To put a long story short
Comparing a supposedly slow running int 0x80
system call on any Intel CPU with a (hopefully) much faster implementation using the (genuinely invented by AMD) syscall
instruction is comparing apples to oranges.
IMHO: Most probably the sysenter
instruction instead of int 0x80
should be to the test here.
There are three things that needs to happen when you call the kernel (making a system call):
- The system goes from "user mode" to "kernel mode" (ring 0).
- The stack switches from "user mode" to "kernel mode".
- A jump is made to a suitable part of the kernel.
Obviously, once inside the kernel, the kernel code will need to know what you actually want the kernel to do, hence putting something in EAX, and often more things in other registers since there are things like "name of the file you want to open" or "buffer to read data from a file into" etc, etc.

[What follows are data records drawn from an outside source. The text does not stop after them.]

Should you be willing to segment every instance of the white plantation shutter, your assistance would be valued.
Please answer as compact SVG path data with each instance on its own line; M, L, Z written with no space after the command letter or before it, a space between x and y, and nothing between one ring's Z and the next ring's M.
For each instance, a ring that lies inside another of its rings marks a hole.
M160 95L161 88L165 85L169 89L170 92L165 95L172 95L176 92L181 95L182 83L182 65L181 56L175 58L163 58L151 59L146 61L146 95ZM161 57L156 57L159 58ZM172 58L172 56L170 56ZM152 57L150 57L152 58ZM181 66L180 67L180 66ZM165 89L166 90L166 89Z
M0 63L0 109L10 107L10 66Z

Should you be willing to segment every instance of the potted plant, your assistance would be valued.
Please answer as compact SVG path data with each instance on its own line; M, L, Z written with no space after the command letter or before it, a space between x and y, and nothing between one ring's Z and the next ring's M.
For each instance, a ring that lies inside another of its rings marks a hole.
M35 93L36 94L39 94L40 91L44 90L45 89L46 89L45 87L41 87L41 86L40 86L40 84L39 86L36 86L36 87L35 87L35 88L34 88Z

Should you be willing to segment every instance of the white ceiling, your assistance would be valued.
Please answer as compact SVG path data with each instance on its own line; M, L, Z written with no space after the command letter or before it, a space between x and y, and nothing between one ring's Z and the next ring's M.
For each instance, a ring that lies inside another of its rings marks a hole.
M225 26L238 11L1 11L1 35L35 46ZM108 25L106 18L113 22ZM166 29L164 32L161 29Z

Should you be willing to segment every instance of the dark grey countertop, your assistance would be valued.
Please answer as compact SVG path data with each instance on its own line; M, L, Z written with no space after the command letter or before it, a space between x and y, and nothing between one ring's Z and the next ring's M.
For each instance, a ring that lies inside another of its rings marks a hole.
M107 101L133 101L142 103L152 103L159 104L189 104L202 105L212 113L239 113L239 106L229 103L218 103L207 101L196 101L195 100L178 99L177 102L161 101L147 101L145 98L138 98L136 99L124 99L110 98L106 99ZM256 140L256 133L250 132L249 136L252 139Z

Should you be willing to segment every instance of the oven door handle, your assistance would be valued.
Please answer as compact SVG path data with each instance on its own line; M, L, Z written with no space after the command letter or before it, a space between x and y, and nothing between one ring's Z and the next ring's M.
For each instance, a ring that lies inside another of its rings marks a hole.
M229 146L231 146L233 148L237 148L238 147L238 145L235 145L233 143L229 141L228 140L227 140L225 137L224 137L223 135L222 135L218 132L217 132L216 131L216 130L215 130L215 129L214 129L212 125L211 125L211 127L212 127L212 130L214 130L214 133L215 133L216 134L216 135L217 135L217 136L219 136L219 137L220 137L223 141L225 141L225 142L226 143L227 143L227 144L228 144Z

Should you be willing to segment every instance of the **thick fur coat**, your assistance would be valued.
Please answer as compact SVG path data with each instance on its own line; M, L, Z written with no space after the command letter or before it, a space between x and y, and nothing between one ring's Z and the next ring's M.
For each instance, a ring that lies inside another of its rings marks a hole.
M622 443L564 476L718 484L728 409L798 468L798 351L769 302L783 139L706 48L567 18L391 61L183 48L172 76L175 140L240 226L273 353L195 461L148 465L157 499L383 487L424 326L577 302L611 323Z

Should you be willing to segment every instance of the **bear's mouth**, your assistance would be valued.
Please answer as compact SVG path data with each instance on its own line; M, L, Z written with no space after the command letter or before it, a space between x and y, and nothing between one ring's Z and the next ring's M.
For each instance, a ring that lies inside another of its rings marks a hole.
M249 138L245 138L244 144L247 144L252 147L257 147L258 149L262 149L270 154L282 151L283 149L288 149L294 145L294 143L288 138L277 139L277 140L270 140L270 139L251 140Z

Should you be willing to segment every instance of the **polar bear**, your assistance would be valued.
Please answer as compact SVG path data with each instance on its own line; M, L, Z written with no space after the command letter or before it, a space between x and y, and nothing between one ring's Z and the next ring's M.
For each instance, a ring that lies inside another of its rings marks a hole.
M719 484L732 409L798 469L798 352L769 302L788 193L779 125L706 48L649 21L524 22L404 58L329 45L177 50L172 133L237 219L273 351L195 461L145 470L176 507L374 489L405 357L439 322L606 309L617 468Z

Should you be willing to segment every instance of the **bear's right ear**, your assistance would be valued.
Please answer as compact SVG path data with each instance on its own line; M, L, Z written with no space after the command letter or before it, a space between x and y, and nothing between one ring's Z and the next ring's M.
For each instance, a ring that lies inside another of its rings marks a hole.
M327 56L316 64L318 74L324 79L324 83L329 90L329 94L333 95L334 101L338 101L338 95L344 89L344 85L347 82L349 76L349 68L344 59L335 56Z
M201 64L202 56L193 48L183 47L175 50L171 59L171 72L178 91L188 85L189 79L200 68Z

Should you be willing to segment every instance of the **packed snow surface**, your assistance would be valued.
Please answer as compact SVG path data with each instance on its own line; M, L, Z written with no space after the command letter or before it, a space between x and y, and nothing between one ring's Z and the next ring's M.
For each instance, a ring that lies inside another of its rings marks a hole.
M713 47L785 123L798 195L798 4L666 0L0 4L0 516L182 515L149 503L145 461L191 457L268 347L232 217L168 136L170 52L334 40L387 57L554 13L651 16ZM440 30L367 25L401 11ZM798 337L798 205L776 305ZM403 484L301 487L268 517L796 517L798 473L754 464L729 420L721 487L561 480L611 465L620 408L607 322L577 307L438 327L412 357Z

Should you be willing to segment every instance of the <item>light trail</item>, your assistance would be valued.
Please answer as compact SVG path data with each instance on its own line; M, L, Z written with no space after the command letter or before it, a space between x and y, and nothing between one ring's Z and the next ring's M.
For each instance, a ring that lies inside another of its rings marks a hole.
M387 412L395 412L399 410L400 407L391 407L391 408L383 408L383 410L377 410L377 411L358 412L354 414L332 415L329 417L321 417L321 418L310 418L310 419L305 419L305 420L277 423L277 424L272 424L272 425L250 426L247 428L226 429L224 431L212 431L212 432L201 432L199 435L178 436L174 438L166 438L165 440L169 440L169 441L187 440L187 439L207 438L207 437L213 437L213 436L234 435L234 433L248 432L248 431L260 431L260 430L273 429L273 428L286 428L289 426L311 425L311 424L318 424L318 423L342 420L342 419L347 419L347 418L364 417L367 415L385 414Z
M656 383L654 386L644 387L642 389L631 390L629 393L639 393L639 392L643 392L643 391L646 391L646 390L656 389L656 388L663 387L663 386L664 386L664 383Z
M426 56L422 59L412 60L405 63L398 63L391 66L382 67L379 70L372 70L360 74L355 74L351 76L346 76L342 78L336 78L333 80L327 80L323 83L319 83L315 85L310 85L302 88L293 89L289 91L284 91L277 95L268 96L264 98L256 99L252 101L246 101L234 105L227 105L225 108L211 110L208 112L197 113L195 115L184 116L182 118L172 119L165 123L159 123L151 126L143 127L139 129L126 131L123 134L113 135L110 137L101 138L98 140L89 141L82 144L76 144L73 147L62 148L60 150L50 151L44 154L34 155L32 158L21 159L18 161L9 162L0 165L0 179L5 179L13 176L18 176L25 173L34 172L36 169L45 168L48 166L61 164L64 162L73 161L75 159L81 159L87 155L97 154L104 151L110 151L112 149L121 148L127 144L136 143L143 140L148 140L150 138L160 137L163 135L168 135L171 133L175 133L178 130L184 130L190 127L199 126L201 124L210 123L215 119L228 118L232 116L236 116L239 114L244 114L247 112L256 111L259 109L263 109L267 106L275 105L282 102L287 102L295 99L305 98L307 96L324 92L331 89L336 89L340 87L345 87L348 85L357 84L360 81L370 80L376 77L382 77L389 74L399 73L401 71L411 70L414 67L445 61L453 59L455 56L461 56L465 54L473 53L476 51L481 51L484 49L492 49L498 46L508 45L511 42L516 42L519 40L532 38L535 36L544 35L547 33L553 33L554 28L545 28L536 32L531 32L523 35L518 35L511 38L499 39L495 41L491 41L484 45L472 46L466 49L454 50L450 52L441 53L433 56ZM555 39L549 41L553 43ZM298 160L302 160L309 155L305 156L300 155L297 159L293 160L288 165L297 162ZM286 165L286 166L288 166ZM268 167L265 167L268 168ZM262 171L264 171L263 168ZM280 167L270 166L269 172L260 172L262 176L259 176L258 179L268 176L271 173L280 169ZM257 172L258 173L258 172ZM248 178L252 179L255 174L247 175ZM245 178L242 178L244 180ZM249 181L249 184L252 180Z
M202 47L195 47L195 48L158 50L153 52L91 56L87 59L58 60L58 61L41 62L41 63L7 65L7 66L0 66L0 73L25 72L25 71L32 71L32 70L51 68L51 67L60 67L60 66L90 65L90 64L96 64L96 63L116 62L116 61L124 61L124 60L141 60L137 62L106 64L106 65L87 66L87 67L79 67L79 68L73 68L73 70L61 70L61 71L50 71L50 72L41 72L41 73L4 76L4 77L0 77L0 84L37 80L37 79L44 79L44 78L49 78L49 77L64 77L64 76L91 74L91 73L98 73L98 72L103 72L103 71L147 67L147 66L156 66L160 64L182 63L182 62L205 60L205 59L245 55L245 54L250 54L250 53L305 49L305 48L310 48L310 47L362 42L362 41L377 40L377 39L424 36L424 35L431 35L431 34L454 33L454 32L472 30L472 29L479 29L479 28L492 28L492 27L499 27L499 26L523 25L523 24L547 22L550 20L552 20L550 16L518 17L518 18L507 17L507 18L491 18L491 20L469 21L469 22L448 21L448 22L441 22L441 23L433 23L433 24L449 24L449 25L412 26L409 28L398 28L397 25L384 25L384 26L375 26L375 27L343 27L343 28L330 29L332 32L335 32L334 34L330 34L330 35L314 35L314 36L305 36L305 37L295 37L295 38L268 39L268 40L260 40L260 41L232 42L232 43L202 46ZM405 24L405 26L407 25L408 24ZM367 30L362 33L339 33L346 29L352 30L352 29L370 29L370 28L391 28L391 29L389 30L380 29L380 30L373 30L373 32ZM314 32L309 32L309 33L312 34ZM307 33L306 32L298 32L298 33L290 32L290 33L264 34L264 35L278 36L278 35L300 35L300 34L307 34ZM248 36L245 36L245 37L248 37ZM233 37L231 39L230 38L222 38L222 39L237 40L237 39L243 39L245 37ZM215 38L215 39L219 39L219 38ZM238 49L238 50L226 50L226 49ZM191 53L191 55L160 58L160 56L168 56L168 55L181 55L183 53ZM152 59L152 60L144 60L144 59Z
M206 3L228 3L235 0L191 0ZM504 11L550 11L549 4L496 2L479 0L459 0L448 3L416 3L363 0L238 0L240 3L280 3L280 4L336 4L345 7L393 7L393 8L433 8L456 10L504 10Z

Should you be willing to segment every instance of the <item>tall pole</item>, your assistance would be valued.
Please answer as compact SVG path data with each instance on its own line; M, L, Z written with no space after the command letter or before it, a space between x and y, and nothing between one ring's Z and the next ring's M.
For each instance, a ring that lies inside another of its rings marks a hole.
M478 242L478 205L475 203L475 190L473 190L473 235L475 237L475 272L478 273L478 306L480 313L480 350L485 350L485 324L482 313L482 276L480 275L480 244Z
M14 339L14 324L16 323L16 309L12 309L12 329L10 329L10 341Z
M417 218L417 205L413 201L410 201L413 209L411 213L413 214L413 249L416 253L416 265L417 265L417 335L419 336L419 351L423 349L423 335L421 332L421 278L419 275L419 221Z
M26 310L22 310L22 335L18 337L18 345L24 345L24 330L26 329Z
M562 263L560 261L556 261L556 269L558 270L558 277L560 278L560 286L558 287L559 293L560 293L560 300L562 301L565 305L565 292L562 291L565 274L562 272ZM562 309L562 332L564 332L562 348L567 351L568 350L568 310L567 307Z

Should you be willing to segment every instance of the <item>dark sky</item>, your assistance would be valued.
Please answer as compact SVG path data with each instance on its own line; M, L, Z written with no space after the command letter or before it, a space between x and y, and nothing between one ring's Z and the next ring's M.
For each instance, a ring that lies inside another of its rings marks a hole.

Different processors have different ways to achieve the above three steps. In x86, there are several choices, but the two most popular for hand-written asm are int 0xnn
(32-bit mode) or syscall
(64-bit mode). (There's also 32-bit mode sysenter
, introduced by Intel for the same reason AMD introduced the 32-bit mode version of syscall
: as a faster alternative to the slow int 0x80
. 32-bit glibc uses whichever efficient system-call mechanism is available, only using the slow int 0x80
if nothing better is available.)
The 64-bit version of the syscall
instruction was introduced with the x86-64 architecture as a faster way to enter a system call. It has a set of registers (using the x86 MSR mechanisms) that contain the address RIP we wish to jump to, what selector values to load into CS and SS, and for doing the Ring3 to Ring0 transition. It also stores the return address in ECX/RCX. [Please read the instruction set manual for all the details of this instruction - it is not entirely trivial!]. Since the processor knows this will switch to Ring0, it can directly do the right thing.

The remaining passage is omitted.